愛し
」のレビュー

愛し

くれの又秋

To dear my sorrow.With love☓☓☓

ネタバレ
2021年11月4日
このレビューはネタバレを含みます▼ ★お人好しの童貞大学生・翔真とマイペースなバイセクシャル・芦田の再会同居ストーリー。

★バイト帰りに翔真がゴミ捨て場で拾ったのは、中学の時の同級生・芦田。恋人にフラれて部屋を追い出された芦田は、翔真にしばらく置いてくれと頼む。拾った日に、自分のアソコを舐めていた芦田に戸惑いながらも同居を了承した翔真だったが…。
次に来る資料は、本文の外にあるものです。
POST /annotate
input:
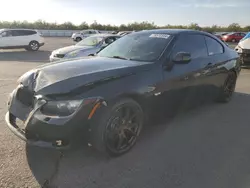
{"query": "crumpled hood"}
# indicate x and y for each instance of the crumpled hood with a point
(244, 44)
(69, 49)
(64, 76)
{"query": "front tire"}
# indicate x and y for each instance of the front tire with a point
(228, 88)
(33, 46)
(118, 128)
(78, 39)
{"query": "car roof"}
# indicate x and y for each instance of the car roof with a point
(105, 35)
(170, 31)
(6, 29)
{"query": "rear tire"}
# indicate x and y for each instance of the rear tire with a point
(116, 128)
(228, 88)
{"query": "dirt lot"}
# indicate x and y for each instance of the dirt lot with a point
(206, 147)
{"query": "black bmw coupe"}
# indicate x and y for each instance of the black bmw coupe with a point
(108, 97)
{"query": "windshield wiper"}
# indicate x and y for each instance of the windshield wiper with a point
(119, 57)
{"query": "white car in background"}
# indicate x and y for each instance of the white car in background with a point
(83, 34)
(89, 45)
(29, 39)
(243, 49)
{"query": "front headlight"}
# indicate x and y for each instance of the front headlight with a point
(73, 54)
(238, 49)
(61, 108)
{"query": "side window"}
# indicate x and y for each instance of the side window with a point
(109, 40)
(16, 33)
(213, 46)
(192, 43)
(90, 32)
(6, 34)
(243, 34)
(29, 32)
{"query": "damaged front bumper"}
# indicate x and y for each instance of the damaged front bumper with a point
(38, 129)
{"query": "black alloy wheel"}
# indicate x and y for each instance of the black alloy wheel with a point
(116, 128)
(34, 46)
(123, 128)
(78, 39)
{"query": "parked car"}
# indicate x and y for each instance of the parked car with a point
(28, 39)
(123, 33)
(233, 37)
(220, 35)
(87, 46)
(243, 49)
(108, 97)
(83, 34)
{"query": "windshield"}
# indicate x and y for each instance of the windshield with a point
(90, 41)
(138, 47)
(246, 36)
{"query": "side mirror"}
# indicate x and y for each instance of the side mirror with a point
(182, 58)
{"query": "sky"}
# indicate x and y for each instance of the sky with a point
(116, 12)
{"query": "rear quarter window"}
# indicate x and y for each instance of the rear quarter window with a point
(213, 46)
(191, 43)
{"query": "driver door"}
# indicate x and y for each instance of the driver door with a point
(6, 39)
(184, 83)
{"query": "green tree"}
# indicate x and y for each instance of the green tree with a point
(41, 24)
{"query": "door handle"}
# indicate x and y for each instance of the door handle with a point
(209, 64)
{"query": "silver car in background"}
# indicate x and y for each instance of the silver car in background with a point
(87, 46)
(83, 34)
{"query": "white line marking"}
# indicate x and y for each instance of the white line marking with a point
(6, 79)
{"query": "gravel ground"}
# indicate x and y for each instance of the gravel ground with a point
(206, 147)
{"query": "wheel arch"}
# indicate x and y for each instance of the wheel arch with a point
(137, 98)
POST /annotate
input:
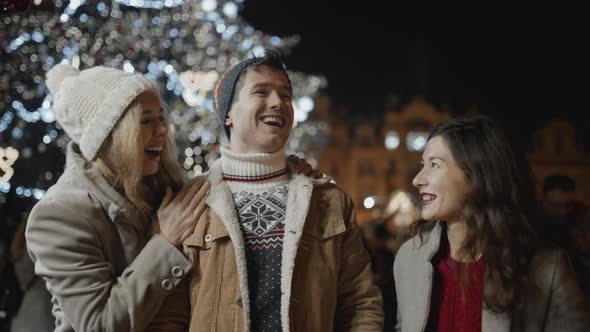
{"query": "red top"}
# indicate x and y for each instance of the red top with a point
(454, 310)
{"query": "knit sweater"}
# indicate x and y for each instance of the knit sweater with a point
(258, 182)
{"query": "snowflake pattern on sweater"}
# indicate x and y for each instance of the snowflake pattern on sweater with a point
(262, 216)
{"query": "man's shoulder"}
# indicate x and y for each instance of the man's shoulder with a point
(331, 192)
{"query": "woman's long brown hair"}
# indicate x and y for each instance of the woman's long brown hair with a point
(496, 210)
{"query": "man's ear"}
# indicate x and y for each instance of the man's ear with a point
(228, 121)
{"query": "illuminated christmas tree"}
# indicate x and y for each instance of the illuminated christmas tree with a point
(183, 45)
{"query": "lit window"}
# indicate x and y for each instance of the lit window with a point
(369, 202)
(391, 140)
(416, 140)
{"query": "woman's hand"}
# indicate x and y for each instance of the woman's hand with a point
(178, 215)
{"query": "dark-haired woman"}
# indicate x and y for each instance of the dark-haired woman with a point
(474, 263)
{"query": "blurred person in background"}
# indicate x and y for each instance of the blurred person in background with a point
(564, 222)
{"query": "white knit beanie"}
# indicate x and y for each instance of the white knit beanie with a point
(89, 103)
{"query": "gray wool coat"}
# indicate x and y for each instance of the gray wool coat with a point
(104, 270)
(554, 301)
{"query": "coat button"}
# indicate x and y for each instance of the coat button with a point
(166, 284)
(177, 271)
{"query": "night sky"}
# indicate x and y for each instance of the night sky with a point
(521, 63)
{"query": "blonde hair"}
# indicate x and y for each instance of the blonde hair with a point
(120, 160)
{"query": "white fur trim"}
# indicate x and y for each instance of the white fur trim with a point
(300, 189)
(220, 199)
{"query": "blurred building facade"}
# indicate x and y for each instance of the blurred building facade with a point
(373, 160)
(555, 150)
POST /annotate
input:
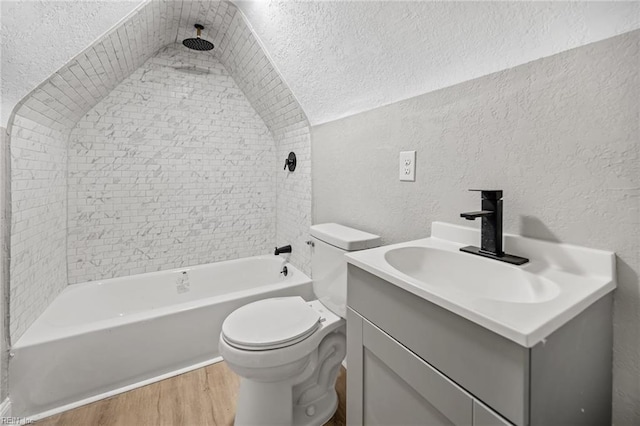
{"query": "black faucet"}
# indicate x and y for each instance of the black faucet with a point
(491, 232)
(283, 249)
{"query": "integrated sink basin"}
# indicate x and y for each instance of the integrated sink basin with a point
(523, 303)
(475, 276)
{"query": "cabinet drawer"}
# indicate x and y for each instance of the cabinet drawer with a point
(439, 398)
(490, 367)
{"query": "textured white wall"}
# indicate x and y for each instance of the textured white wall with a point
(559, 135)
(38, 37)
(343, 57)
(170, 169)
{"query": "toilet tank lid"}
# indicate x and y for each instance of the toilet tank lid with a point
(344, 237)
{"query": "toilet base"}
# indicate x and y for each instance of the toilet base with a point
(316, 413)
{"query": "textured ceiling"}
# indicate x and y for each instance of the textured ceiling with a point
(340, 58)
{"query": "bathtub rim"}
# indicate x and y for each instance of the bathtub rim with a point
(40, 332)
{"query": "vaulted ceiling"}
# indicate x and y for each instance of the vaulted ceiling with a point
(338, 57)
(343, 57)
(71, 91)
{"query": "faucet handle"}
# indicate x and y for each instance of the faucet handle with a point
(489, 194)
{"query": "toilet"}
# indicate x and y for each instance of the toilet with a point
(288, 351)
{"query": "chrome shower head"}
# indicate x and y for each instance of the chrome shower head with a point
(198, 43)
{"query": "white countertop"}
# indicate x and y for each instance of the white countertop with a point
(582, 276)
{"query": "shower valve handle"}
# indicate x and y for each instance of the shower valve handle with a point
(290, 162)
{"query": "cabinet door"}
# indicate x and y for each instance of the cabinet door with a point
(483, 416)
(401, 389)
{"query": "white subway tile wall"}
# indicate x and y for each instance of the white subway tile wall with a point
(38, 268)
(173, 168)
(242, 54)
(45, 118)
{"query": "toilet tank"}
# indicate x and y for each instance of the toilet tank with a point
(328, 265)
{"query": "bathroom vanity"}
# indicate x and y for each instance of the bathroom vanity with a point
(421, 353)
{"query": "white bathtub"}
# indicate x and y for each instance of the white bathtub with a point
(104, 337)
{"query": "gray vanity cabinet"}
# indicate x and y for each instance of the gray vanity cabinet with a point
(411, 362)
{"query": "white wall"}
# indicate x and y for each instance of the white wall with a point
(170, 169)
(559, 135)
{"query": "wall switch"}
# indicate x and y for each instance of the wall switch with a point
(408, 166)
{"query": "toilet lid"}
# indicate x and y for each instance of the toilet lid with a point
(270, 323)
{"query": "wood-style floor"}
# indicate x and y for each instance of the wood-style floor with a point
(202, 397)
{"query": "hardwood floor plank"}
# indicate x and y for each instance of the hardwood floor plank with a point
(203, 397)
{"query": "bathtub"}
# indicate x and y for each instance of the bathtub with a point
(105, 337)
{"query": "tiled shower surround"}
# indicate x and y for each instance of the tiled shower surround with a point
(172, 168)
(165, 167)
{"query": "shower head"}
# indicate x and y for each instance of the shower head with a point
(198, 43)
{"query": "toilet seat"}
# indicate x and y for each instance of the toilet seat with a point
(270, 324)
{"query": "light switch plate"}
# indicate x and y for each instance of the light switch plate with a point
(408, 166)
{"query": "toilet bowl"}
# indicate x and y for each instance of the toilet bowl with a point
(288, 351)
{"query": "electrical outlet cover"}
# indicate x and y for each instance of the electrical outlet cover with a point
(407, 169)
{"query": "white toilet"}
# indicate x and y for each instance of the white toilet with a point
(287, 351)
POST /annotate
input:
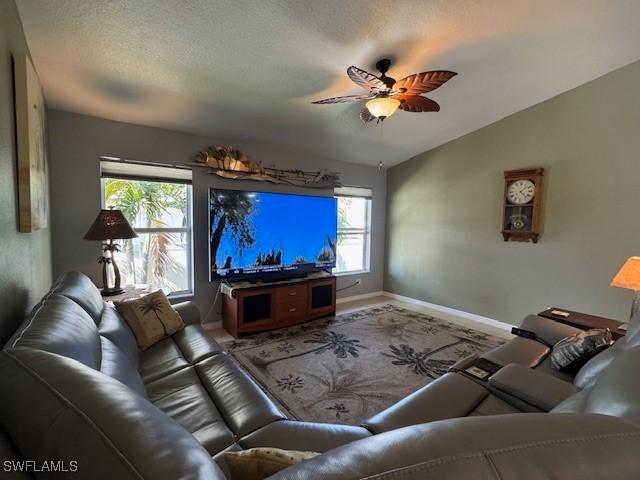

★英タイトルの"To dear my sorrow"に、まるで自分に宛てた手紙のようだなと思いながら読み始めました。芦田の"sorrow"、とても怖がりで臆病で、好きになればなるほど、距離が近くなればなるほど不安になってしまう。持て余す矛盾や満たされない渇きの寄る辺が翔真だと感じているのに、「わからない」と答える芦田は、経験ばかりが先行して心は置いてけぼりなのが、切なくもかなしい。翔真の"sorrow"、あまりにも優しくて、相手の気持ちを大切にしすぎてしまう。自分の「好き」を大切にしているようでありながら、本当は芦田の気持ちを1番に考えるからこその拒否が、正しくも切ない。

★描き下ろし含めて203ページ。最後は「大丈夫だよ、"かなし"は"いとし"になるからね」とそんな言葉で結ばれる手紙を読ませてもらったような、あたたかい読後でした。

★私には体験できない"リバ"に惹かれますが、帯の言葉、「最高」の敷居が低い気はします。でも、「誕生」が付いているのがニクいところ。「自分も気持ちよかったから相手も気持ちよくさせたい」系の愛と優しさがあふれるリバとは違って、形としてはリバですが、気持ちの上では芦田の一方的な思いからくるリバ。これも「かなし」なのですが、きっとこれから「最高のリバ」を築いていく2人なのではないかと、真っ赤になりながら翔真を抱きしめる芦田を見て、そう思いました。